The system improves upon established radiation and chemical-based pest control methods through increased precision and scalability. Akbari said, “pgSIT eggs can be shipped to a location threatened by mosquito-borne disease or developed at an on-site facility that could produce the eggs for nearby deployment. Once the pgSIT eggs are released in the wild, typically at a peak rate of 100–200 pgSIT eggs per A. aegypti adult, sterile pgSIT males will emerge and eventually mate with females, driving down the wild population as needed.”
To generate sterile male mosquitoes Akbari’s team target the β-tubulin gene that is specifically expressed in mosquito testes and is essential for spermatogenesis and male fertility. On the other hand, the team targets the myosin heavy chain (myo-fem) gene that is almost exclusively expressed in female pupae and is essential for female flight, to render female mosquitoes flightless.

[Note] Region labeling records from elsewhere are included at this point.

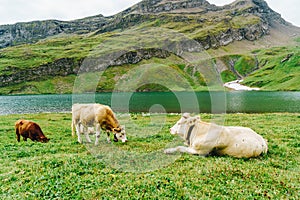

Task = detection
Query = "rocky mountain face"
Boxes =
[0,15,108,48]
[0,0,300,93]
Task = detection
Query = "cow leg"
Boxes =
[106,131,111,143]
[75,123,82,143]
[83,126,92,143]
[95,124,101,145]
[164,146,208,156]
[16,128,20,142]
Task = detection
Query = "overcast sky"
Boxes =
[0,0,300,27]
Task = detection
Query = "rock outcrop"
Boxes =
[0,15,108,48]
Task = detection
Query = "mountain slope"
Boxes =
[0,0,300,94]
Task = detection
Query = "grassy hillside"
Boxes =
[0,113,300,199]
[0,23,300,94]
[244,46,300,91]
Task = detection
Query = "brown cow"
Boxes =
[15,119,50,143]
[72,103,127,145]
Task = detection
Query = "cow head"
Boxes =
[112,126,127,142]
[170,113,200,137]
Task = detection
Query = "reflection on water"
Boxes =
[0,91,300,115]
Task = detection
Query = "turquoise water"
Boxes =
[0,91,300,115]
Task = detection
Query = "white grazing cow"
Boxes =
[72,104,127,145]
[164,113,268,158]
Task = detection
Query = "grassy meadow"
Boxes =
[0,113,300,199]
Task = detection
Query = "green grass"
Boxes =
[0,113,300,199]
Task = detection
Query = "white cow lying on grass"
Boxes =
[165,113,268,158]
[72,104,127,145]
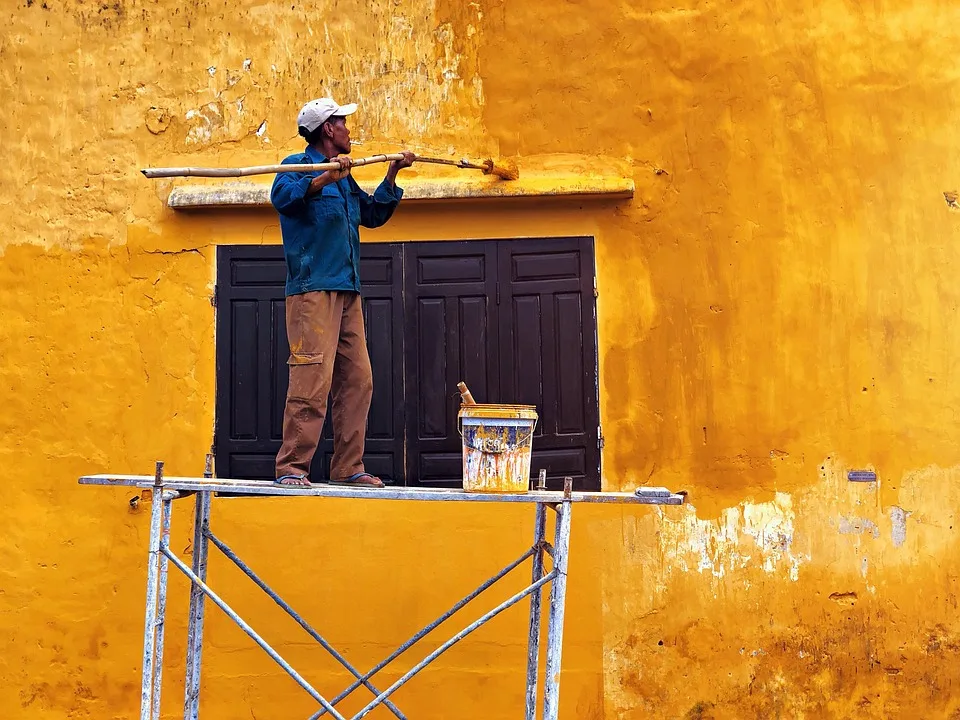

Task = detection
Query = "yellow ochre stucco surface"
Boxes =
[0,0,960,720]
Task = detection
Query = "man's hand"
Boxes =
[384,150,417,185]
[309,155,353,195]
[390,150,417,170]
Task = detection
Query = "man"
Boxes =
[270,99,414,487]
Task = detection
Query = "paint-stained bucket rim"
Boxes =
[458,403,540,420]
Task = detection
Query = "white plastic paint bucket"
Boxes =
[459,405,538,493]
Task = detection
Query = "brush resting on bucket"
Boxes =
[458,383,538,493]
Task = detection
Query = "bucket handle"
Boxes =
[457,417,540,453]
[467,430,533,455]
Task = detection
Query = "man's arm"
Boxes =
[270,156,350,215]
[357,151,416,228]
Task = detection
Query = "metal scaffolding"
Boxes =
[80,460,684,720]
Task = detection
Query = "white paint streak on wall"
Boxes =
[838,517,880,538]
[890,505,910,547]
[660,493,809,580]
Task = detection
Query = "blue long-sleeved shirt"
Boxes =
[270,146,403,295]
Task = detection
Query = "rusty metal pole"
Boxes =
[140,460,163,720]
[525,503,547,720]
[543,478,573,720]
[152,490,179,720]
[183,455,213,720]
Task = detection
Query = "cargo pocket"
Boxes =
[287,352,330,401]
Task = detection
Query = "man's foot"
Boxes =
[273,475,310,486]
[327,473,383,488]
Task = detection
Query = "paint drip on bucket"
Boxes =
[458,383,538,493]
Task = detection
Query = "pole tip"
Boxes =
[483,160,520,180]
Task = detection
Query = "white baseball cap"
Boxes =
[297,98,357,132]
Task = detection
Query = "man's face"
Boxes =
[327,117,350,155]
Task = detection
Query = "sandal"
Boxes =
[327,472,383,488]
[273,475,310,487]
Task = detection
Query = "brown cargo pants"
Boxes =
[276,290,373,482]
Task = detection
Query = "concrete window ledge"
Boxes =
[167,175,634,210]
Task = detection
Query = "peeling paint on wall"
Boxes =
[659,493,804,580]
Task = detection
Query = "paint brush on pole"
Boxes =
[140,153,520,180]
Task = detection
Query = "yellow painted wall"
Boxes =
[0,0,960,719]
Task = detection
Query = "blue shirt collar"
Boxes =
[303,145,327,163]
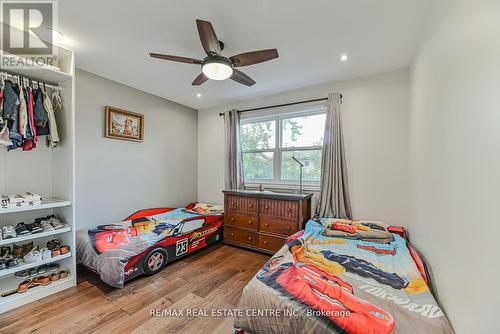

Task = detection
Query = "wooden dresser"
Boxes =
[223,190,312,254]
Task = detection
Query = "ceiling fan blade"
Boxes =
[191,73,208,86]
[229,49,279,67]
[196,20,221,55]
[231,69,255,87]
[149,53,201,65]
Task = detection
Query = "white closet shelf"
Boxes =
[0,53,73,84]
[0,198,71,214]
[0,225,71,246]
[0,273,74,313]
[0,252,71,277]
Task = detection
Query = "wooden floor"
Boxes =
[0,244,269,334]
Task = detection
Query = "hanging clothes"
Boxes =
[34,87,50,136]
[43,88,59,148]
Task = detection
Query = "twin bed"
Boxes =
[77,204,453,334]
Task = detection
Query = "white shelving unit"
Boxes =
[0,45,76,314]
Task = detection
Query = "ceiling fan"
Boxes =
[149,20,278,86]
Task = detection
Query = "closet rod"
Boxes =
[219,94,342,116]
[0,71,61,89]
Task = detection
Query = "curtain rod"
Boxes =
[219,94,342,116]
[0,71,61,89]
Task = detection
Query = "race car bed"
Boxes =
[76,203,223,288]
[234,219,453,334]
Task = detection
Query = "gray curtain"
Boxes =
[224,110,244,190]
[316,93,352,218]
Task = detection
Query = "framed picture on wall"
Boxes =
[104,106,144,142]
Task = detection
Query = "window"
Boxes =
[240,105,326,186]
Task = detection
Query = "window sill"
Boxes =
[245,182,319,192]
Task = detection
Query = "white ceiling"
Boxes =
[59,0,429,109]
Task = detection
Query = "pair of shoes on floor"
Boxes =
[15,263,60,279]
[17,270,69,293]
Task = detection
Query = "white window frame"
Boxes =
[240,106,326,191]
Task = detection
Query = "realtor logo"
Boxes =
[1,1,56,56]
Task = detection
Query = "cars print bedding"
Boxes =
[76,206,223,288]
[234,219,453,334]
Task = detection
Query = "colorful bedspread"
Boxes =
[76,208,222,287]
[234,220,453,334]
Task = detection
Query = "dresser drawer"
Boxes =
[259,234,285,252]
[224,226,259,247]
[224,212,259,230]
[259,199,299,219]
[225,196,259,213]
[259,217,299,235]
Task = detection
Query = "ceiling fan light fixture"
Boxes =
[201,58,233,80]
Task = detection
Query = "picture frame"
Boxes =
[104,106,144,142]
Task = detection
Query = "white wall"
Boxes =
[76,70,197,228]
[409,0,500,333]
[198,70,409,225]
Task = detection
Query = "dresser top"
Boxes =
[222,190,312,201]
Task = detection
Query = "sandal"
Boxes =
[2,225,17,239]
[40,247,52,260]
[40,220,54,231]
[47,263,60,273]
[58,270,69,279]
[33,276,51,285]
[47,239,61,250]
[50,273,60,282]
[14,270,30,278]
[52,248,61,257]
[5,259,19,269]
[17,279,33,293]
[59,245,69,255]
[26,222,43,234]
[23,246,43,263]
[16,223,30,236]
[49,216,65,230]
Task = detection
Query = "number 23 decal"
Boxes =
[175,238,188,256]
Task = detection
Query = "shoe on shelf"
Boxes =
[40,247,52,260]
[26,222,43,233]
[59,245,69,255]
[33,276,50,285]
[16,223,31,236]
[49,216,65,230]
[14,270,30,279]
[2,225,17,239]
[40,220,54,231]
[23,246,43,263]
[47,239,61,250]
[17,279,33,293]
[12,241,33,258]
[47,263,60,273]
[5,259,19,269]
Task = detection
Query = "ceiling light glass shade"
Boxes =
[201,61,233,80]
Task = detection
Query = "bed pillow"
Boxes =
[189,202,224,215]
[322,218,394,243]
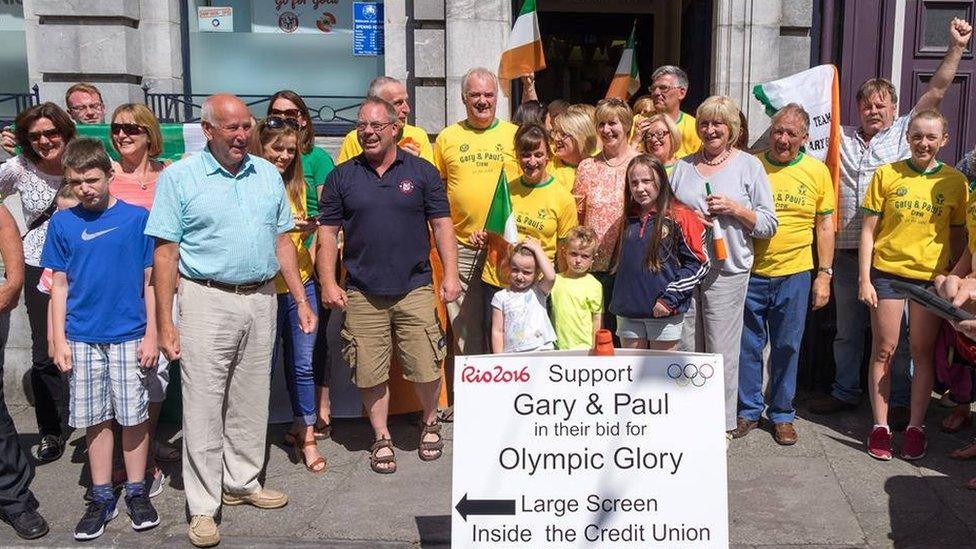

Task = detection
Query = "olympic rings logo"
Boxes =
[668,362,715,387]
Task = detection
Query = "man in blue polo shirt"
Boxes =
[316,98,461,474]
[146,94,316,547]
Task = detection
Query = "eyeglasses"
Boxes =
[112,122,147,135]
[644,130,671,141]
[27,128,61,141]
[264,116,300,132]
[647,84,681,95]
[68,103,105,114]
[268,109,302,120]
[356,122,394,133]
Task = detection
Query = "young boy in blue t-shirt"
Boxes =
[41,138,159,540]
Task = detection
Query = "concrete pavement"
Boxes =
[0,388,976,549]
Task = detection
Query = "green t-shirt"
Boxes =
[302,147,335,217]
[549,273,603,350]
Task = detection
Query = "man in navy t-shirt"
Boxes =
[316,97,461,474]
[41,139,159,540]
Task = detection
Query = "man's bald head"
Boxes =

The authors showed in first-generation crosses that produce mosquitoes with one β-tubulin mutant allele, two lines out of ten have sterile males due to immotile sperms whereas female mosquito fertility is not affected. On the other hand, in myo-fem crosses all female mosquitoes in the first generation are flightless but males retain normal flight.
The authors showed the inability to fly significantly reduces female mating ability, blood consumption, and survival as the flightless females get trapped on the water surface following the emergence of the adult from the larvae (eclosion). They performed Sanger sequencing on genomic DNA to confirm the presence of the mutations at the targeted loci in subsequent generations.
The authors noted, “Going forward, pgSIT may provide an efficient, safe, scalable, and environmentally friendly alternative next-generation technology for wild population control of mosquitoes resulting in wide-scale prevention of human disease transmission.”
Funding for this work was provided by DARPA, the National Institutes of Health, the U.S. Army Research Office, and the Innovative Genomics Institute.